La signora Kang si era lamentata settimana scorsa, durante un forum in Bahrain, dell’atteggiamento non collaborativo da parte di Pyongyang e aveva aggiunto di ritenere “difficile da credere” che in Corea del Nord non si siano casi. “Il regime è così concentrato sul controllo della malattia che dicono di non averla”. Kim Yo-jong ha definito le parole di Kang “spericolate” e ha minacciato di fargliela “pagare a caro prezzo”. “Si può vedere dai commenti irresponsabili, fatti senza considerare le conseguenze, che è troppo impaziente di raffreddare ulteriormente le relazioni già congelate” tra i due Paesi, ha aggiunto.

La replica inaspettata

Kim Yo Jong, ha risposto con un comunicato diffuso dai media statali. “La sua vera intenzione è molto chiara. Non dimenticheremo mai le sue parole e potrebbe dover pagare a caro prezzo“, ha quindi concluso Miss Kim. Le osservazioni mostrano quanto sia sensibile la Corea del Nord a ciò che considera qualsiasi tentativo esterno di offuscare la sua immagine. Nonostante la sua affermazione sul caso zero virus, i media statali della Corea del Nord hanno ripetutamente affermato che esiste una campagna anti epidemica di “massima emergenza” in cui ha chiuso i suoi confini internazionali, fatto uscire diplomatici e isolato residenti con sintomi sospetti.

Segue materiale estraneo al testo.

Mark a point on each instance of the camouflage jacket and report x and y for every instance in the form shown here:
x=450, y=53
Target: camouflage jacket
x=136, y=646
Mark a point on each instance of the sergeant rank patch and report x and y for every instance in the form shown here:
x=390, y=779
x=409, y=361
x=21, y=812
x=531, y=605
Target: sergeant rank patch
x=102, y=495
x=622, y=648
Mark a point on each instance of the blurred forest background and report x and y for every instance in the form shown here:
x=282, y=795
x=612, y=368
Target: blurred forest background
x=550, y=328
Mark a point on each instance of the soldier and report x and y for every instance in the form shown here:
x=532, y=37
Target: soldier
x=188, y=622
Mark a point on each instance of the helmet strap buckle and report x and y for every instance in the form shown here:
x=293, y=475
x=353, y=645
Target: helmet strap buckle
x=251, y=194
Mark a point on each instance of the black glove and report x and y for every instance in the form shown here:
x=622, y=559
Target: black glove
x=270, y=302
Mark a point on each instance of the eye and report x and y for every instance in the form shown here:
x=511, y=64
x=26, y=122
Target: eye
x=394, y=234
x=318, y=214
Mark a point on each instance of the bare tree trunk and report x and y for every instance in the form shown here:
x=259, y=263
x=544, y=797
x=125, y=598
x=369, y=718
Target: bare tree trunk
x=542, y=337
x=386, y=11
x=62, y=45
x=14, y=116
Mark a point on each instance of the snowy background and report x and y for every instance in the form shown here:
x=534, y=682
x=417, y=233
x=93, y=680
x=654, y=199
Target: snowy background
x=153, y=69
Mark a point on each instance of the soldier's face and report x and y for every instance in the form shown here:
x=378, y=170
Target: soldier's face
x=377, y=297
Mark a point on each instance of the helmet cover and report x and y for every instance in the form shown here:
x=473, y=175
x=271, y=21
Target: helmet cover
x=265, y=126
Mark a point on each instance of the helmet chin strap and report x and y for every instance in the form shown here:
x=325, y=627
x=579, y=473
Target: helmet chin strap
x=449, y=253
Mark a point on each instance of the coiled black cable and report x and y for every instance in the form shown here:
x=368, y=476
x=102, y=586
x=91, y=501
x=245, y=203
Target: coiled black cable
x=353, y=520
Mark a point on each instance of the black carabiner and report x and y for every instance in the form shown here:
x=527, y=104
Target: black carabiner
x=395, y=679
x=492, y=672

Come se non bastasse, la chiusura del confine del Nord con la Cina, il suo principale partner commerciale, sta distruggendo la sua già fragile economia. Basti pensare che a ottobre, il commercio tra le due parti si è attestato a soli 2 milioni di dollari, in netto calo rispetto ai 290 milioni dell’anno precedente. Il Nord ha ammesso di dover affrontare “crisi multiple” a causa della pandemia, un’ondata di disastri naturali la scorsa estate e le persistenti sanzioni guidate dagli Stati Uniti imposte sul suo programma nucleare. Ma tornando alla risposta di Miss Kim, per quale motivo un pezzo da novanta del governo nordcoreano si è esposto in merito a dichiarazioni che, stando alla narrazione di Pyongyang, sarebbero false?

Un messaggio a Seul?

Sul tavolo, ha sottolineato The Korea Herald, c’è un’ipotesi interessante. Le dichiarazioni di Kim Yo Jong sono state rilasciate in vista del viaggio del vice segretario di Stato americano, Stephen Biegun, a Seul per colloqui con funzionari della sicurezza locali. Da questo punto di vista, la Corea del Nord potrebbe aver lanciato un messaggio ben preciso: il governo sudcoreano deve intensificare gli sforzi per creare un ambiente esterno favorevole al governo nordcoreano.

Già, perché i nordcoreano non saprebbero ancora come trattare con l’amministrazione statunitense entrate che sarà guidata da Joe Biden. Attenzione, infine, a quanto deciderà il presidente sudcoreano Moon Jae In. Il signor Moon, evidenziano alcuni media di Seul, potrebbe congedare la signora Kang a causa delle sue osservazioni sul Nord. Lo scenario è difficile ma non da escludere, dal momento che all’inizio di quest’anno Moon ha sostituito i suoi ministri della Difesa e dell’Unificazione dopo che entrambi sono stati criticati da Pyongyang per la gestione delle questioni intercoreane.